Forth-year music student Ari Lindenbaum said he went on the trip because he was interested in seeing different people’s approaches to LGBT advocacy. The real issue for advocates, he said, is finding “what’s behind people not accepting other people, and why [it isn’t] equal already.”

“The groups that we talked to were either top-down or bottom-up (in their approaches), where you can either start with the laws or with (social) acceptance,” Lindenbaum said. “It was really interesting that some of the organizations were more interested in changing marriage laws and some were more interested in exposing and educating people. (It was) seeing one issue through many lenses.”

Marsh said the group is considering holding forums to discuss LGBT topics with other groups on campus and bringing the social discussion to the state congress to raise support for and awareness of LGBT rights and other acceptance issues.
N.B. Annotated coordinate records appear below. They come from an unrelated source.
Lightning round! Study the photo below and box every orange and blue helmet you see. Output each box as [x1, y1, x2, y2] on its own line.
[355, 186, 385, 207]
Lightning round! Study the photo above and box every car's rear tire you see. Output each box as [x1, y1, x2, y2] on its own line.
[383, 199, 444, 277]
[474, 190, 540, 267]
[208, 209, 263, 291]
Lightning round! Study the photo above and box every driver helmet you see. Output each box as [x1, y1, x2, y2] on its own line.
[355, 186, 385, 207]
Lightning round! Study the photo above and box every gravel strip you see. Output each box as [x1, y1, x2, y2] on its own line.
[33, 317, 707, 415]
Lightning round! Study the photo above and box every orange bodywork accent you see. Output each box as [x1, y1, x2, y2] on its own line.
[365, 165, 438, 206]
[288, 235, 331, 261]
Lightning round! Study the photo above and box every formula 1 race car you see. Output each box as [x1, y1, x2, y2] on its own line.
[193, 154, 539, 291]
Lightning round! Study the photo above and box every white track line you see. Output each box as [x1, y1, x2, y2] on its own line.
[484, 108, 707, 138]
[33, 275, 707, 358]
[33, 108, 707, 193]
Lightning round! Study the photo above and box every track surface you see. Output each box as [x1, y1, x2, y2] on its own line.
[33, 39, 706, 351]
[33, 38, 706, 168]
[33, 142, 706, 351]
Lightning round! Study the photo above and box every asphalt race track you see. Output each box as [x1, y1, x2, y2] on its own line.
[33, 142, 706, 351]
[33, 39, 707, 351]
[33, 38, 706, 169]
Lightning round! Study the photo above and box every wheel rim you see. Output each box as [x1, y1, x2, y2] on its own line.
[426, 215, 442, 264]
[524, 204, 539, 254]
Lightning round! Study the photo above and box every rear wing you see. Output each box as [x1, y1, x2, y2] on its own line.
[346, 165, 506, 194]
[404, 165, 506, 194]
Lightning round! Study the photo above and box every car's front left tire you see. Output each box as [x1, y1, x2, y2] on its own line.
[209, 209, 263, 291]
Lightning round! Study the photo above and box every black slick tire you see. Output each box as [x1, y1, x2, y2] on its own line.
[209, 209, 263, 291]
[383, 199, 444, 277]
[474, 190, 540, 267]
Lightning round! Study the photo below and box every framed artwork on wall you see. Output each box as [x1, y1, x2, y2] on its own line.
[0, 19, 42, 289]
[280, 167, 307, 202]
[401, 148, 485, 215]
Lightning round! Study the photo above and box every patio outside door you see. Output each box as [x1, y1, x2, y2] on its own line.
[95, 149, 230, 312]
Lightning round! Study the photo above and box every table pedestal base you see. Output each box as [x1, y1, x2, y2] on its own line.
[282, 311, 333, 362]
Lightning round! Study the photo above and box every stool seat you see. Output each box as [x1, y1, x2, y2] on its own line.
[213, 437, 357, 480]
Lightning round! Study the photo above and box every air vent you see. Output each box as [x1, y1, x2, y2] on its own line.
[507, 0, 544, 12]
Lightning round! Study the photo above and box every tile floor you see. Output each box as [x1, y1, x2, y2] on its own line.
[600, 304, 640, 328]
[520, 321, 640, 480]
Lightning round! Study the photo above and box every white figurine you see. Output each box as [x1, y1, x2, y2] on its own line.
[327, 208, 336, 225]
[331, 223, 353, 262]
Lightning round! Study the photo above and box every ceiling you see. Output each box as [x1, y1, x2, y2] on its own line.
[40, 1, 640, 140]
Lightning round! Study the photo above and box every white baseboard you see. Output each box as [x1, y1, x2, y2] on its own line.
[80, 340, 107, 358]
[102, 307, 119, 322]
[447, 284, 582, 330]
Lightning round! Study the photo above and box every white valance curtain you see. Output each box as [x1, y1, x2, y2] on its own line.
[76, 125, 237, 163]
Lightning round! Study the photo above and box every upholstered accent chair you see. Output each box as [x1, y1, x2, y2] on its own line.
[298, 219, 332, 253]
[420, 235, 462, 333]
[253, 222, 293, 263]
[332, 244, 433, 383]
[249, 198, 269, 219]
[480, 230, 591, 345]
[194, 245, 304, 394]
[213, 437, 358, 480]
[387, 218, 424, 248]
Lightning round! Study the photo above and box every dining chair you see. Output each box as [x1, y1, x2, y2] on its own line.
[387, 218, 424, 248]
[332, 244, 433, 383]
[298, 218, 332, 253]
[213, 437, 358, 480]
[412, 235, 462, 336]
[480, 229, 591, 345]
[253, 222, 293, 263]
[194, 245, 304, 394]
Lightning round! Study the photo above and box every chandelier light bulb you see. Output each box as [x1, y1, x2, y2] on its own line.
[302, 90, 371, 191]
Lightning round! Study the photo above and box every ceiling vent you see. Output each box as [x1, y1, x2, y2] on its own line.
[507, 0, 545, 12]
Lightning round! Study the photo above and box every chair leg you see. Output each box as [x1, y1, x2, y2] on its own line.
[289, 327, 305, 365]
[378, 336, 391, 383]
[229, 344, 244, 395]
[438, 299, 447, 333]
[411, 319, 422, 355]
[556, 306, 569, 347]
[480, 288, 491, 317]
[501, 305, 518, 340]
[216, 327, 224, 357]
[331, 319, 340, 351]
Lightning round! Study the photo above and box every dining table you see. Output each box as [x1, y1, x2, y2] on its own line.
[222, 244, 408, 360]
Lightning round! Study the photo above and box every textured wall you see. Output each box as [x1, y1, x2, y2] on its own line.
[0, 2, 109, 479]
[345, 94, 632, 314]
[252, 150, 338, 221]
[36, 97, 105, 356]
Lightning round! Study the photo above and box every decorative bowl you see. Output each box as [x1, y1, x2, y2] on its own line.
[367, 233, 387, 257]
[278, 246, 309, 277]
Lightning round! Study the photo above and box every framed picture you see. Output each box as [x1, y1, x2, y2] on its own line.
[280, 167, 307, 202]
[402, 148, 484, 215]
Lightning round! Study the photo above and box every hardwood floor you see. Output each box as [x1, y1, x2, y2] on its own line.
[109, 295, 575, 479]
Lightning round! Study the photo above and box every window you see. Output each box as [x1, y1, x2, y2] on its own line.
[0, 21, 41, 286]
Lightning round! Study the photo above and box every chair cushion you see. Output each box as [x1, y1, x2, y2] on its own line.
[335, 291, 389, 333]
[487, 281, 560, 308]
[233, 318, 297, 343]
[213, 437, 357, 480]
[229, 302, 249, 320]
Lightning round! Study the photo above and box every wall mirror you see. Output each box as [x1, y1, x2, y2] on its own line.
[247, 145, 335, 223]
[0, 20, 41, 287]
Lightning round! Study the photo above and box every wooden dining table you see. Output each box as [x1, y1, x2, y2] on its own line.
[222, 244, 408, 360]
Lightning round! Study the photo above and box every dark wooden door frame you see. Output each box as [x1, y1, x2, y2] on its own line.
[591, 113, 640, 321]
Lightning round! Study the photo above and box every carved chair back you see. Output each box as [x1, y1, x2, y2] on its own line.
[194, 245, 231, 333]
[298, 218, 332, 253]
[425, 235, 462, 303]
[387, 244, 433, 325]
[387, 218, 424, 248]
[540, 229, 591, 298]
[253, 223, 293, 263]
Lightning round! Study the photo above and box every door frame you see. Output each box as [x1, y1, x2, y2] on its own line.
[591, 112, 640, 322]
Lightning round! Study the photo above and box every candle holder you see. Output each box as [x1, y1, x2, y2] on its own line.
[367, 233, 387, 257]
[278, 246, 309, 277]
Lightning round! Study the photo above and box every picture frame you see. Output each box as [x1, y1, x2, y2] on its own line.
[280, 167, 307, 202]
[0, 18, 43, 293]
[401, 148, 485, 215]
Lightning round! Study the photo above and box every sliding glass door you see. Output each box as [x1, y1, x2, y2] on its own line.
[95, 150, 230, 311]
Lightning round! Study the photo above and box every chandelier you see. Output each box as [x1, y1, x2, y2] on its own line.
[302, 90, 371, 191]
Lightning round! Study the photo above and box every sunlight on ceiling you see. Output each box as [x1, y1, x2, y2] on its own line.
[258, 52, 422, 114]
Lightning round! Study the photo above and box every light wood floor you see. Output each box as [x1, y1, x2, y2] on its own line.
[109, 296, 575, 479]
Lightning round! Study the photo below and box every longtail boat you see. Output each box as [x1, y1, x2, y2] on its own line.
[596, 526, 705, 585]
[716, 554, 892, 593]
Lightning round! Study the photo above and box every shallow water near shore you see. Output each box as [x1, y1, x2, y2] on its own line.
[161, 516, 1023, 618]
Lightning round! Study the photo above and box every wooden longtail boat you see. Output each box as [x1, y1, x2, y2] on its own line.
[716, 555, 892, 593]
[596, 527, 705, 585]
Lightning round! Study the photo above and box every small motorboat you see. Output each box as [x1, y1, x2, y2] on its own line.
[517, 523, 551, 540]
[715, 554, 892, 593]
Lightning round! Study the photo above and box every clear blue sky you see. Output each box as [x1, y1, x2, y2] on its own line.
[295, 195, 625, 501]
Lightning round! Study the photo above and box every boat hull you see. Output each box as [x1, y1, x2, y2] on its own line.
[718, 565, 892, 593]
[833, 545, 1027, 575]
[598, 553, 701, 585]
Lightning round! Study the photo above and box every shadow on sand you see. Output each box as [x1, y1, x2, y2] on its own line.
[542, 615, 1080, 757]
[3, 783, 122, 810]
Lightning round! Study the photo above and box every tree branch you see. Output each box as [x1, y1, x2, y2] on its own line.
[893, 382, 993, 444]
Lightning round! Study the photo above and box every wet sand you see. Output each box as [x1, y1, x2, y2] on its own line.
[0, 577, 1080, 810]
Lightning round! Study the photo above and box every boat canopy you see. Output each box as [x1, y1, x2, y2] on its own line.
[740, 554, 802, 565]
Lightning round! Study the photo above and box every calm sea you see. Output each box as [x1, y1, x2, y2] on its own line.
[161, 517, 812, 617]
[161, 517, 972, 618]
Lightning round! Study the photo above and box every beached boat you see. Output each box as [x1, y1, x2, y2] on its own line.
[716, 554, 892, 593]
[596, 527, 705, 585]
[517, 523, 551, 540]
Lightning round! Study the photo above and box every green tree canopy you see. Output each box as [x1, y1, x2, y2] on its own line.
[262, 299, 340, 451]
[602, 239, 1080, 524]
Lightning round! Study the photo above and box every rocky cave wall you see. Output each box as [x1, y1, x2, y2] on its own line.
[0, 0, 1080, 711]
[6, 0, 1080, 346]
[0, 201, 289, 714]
Marsh said she would also like to look into bringing a chapter of PFLAG to Columbia. PFLAG is a national ally organization committed to “advancing equality through its mission of support, education and advocacy,” according to its website.

“Their main goal is to change hearts and minds, cultures and attitudes, and that’s what really needs to happen if all the legal stuff is going to make any impact,” Marsh said. “(PFLAG is) really well positioned to bring about social change.”

In addition to meeting with advocacy organizations, the group spent two days volunteering with Food and Friends, a nonprofit organization that delivers meals and groceries to people in the D.C. area living with HIV, AIDS, cancer and other life-challenging illnesses.

The group also spent time touring national monuments, the Holocaust Museum and the U.S. Capitol, which Lindenbaum said got him thinking about social change both broadly and more closely relative to the LGBT movement.

“I think there’s a lot more support out there than I thought, which is good, and it made me more hopeful for change. And I think change will come about,” Lindenbaum said.

There will be six Alternative Spring Break trips this semester, emphasizing animal rescue in North Carolina, disaster relief in Alabama, poverty in Florida and Tennessee, environmental awareness in Florida, and disaster relief and poverty in Louisiana.

An interest meeting for these trips will be held Wednesday at 1 p.m. in Russell House Room 205. Alternative Spring Break applications are due Jan. 23 and can be accessed on the Community Service Programs Web page.